Some might even see something of a connection to the Separation of Powers (political) doctrine as it has been applied within the very system of American governance as a whole here!: as the Legislature makes laws (the very "scripture" that becomes the basis of Revelation [it can be fairly argued that the mix of Public Opinion that is chewed upon by both houses of a State legislature or the Federal Congress is, in and of itself, largely nonrational]); the Executive enforces said laws (Reasonably, at least one hopes!); and the Judiciary applies these laws to cases and controversies that might (but, then again, might not!) come before the courts (enforcing "Tradition" through the [legal] doctrine of stare decisis ["to stand by that already decided"]-- that is: legal Precedent)...

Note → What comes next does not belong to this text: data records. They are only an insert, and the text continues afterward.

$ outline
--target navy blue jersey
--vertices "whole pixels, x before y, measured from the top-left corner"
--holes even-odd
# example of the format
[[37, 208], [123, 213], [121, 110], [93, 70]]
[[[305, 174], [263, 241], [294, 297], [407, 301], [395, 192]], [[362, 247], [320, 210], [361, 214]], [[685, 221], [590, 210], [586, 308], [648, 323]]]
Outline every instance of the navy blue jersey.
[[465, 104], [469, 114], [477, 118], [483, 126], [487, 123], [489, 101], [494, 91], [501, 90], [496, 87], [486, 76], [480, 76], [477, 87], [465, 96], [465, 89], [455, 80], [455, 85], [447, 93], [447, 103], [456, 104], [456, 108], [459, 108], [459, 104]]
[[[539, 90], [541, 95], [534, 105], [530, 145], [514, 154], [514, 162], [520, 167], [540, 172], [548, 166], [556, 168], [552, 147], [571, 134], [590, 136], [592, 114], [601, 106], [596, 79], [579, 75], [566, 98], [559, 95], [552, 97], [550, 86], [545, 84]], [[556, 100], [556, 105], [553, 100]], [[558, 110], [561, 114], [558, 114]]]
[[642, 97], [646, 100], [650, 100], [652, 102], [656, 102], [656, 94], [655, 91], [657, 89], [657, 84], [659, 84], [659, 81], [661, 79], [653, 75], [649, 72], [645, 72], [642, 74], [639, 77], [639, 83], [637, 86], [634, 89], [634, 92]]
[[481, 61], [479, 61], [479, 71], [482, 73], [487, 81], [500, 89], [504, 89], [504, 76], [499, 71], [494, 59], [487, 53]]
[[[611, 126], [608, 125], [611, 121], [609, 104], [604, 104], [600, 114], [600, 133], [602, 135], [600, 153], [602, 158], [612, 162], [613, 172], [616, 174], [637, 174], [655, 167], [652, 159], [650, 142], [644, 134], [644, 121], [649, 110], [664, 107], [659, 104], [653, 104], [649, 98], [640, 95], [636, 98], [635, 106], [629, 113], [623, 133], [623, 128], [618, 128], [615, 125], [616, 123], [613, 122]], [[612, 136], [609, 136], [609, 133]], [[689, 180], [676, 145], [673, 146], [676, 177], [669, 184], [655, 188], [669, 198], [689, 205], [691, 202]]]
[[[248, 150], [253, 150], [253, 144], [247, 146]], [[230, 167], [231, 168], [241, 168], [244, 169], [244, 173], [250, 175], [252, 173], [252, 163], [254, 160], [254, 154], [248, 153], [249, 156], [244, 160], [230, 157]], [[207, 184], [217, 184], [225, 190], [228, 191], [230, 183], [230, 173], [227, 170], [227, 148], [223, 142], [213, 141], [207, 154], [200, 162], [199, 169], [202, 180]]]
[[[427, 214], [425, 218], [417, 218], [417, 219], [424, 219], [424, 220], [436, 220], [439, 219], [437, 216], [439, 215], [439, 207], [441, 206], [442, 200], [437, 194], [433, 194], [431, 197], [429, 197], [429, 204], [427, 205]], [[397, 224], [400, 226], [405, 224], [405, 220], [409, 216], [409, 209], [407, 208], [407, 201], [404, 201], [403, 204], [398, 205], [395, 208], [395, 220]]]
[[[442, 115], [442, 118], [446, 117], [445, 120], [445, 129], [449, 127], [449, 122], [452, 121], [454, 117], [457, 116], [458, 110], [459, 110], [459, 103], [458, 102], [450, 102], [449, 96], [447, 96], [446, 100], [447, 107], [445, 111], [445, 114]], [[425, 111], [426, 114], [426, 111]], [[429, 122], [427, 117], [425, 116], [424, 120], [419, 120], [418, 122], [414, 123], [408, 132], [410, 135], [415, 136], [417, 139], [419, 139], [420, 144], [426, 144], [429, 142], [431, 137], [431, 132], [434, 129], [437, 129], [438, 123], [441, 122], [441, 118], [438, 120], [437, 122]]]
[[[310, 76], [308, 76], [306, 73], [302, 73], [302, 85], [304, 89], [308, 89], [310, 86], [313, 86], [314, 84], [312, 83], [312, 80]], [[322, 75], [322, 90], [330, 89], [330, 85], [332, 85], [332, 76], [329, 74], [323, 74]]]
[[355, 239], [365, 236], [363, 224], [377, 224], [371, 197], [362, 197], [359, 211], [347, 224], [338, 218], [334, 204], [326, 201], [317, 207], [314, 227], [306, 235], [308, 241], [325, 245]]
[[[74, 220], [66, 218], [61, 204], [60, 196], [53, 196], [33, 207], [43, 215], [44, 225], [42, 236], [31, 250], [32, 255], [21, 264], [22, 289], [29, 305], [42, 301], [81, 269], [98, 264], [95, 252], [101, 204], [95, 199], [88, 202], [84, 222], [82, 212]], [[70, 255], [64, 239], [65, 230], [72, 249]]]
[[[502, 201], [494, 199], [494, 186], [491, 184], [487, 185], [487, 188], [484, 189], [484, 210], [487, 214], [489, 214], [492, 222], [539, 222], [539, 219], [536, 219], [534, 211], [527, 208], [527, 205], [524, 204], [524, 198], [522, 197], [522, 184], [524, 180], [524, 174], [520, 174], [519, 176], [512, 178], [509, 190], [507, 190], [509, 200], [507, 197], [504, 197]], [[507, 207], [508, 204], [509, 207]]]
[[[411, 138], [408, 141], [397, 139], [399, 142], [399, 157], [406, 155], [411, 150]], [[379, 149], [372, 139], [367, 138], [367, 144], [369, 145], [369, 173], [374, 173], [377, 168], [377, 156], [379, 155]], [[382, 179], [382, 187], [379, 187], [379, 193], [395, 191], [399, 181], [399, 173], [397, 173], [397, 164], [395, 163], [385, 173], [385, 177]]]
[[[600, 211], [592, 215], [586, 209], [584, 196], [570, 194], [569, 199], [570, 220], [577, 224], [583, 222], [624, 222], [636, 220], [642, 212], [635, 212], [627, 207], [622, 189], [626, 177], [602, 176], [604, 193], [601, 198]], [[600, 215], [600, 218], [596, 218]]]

of course, there is ever-lurking danger in taking such analogies (for that is merely what the above are-- always keeping in mind the adage within Logic that Analogy is Illustration, never Proof) too far, for someone could- just as well- see much the same connection with, say, the id, ego and superego of more than a century ago Sigmund Freud!]

Such counterpoise is as much a creative tension as it is a balance, for the danger is that one if these elements might well become dominant (or, at the very least, predominant) and, thereby, potentially change the society from a dynamic one to one that is the more static: all too much Reason would lead to a nightmare of Law as, perhaps, top-down bureaucratic pronouncements (many of those nowadays agitating on behalf of Revelation and/or Tradition even argue that this has already happened); all too much Revelation would take society well down the road of Theocracy (and both Reason and Tradition- in, say, the form of libertarian constitutionalism [which seeks to restore American Jurisprudence to the so-called "Ratifier Understanding" of circa 1791: the year the United States Constitution, including the additional Ten Amendments generally known as the 'Bill of Rights', was first fully in effect]- today seek to well trump that); all too much Tradition (and here I speak of that which even libertarian constitutionalists cannot well stomach) might well lead to a society of social (as opposed to malleable [through Upward Mobility] economic) class, where not even- Heaven forfend!- hard caste.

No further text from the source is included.